So, About Moving the Gold Cup…
Posted on February 28, 2013 8:41 pm
When CONCACAF President Jeffrey Webb acknowledged that the possibility of hosting a Gold Cup entirely outside of the United States (for the first time in its history) was under consideration, I suggested that only three countries could realistically hope to land the 2015 edition, given Canada’s unavailability: either Mexico, or a joint effort by Costa Rica and Panama.
Given the absence of updates since then, and that the anticipated 2016 Copa América has yet to be finalized, I would be hard-pressed to see CONCACAF rolling the dice on handing the tournament to a new host on short notice. Most likely, either the 2017 or 2019 Gold Cup would provide the best opportunity for another in CONCACAF’s membership to receive the biggest competition in our region outside of World Cup qualifying. Today’s news, though, will be sure to give Webb and General Secretary Enrique Sanz (or their successors) pause before evaluating bids from outside North America.

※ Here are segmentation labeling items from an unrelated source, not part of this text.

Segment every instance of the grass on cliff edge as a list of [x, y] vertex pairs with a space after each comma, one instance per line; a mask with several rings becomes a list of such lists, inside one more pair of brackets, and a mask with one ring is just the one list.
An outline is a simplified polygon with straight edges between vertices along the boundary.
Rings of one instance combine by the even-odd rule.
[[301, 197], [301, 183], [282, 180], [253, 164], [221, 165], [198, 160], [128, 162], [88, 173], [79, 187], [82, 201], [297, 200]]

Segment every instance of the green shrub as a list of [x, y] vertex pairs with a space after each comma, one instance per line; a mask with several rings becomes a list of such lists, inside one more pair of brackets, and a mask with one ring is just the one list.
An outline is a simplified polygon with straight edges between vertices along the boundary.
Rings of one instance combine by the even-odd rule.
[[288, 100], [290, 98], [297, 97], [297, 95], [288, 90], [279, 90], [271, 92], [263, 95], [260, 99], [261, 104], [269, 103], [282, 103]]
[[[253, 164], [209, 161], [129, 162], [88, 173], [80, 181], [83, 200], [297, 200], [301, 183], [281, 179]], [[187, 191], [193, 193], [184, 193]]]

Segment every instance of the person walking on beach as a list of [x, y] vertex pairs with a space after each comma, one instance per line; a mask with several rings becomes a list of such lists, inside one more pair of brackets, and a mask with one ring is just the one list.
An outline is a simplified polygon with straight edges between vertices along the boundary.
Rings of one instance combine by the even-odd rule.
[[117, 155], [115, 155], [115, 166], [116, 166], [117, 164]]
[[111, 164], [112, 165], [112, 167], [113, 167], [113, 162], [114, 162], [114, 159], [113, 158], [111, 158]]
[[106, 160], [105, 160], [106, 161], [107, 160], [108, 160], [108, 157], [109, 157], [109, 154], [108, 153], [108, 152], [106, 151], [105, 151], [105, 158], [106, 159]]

After months of waiting on local footballing and governing authorities to move forward with construction of a new stadium in Jacó and to carry out infrastructural improvements in the Estadio Edgardo Baltodano in Liberia, FIFA rang Costa Rican Football Federation President Eduardo Li (pictured above) this morning to demand guarantees that the stadia would be ready in time to host the next u-17 Women’s World Cup, scheduled for March 2014. Li explained his own thought process to La Nación (translation mine):
If the dates for the World Cup aren’t met, Costa Rican football will be exposed to a ban from all competitions for up to 10 years. I couldn’t expose Costa Rican football [to this].
Due to a number of unforeseen circumstances leading to heavy stadium construction delays, FIFA, in agreement with the Costa Rica Football Federation, has had no other option than to relocate the hosting of the FIFA U-17 Women’s World Cup next year.
The national government responded swiftly, with President Laura Chinchilla calling Li to inquire as to the possibility of “saving the situation”, while Sports Minister William Corrales placed the blame at the Federation’s door for outstanding debts with state institutions. Given my ignorance of the quotidian relationship between the two entities, I cannot authoritatively determine whose negligence most contributed to this failure; the loss of hosting rights for what would have been the first FIFA tournament ever held in Central America, though, can only be considered a humiliation for all involved.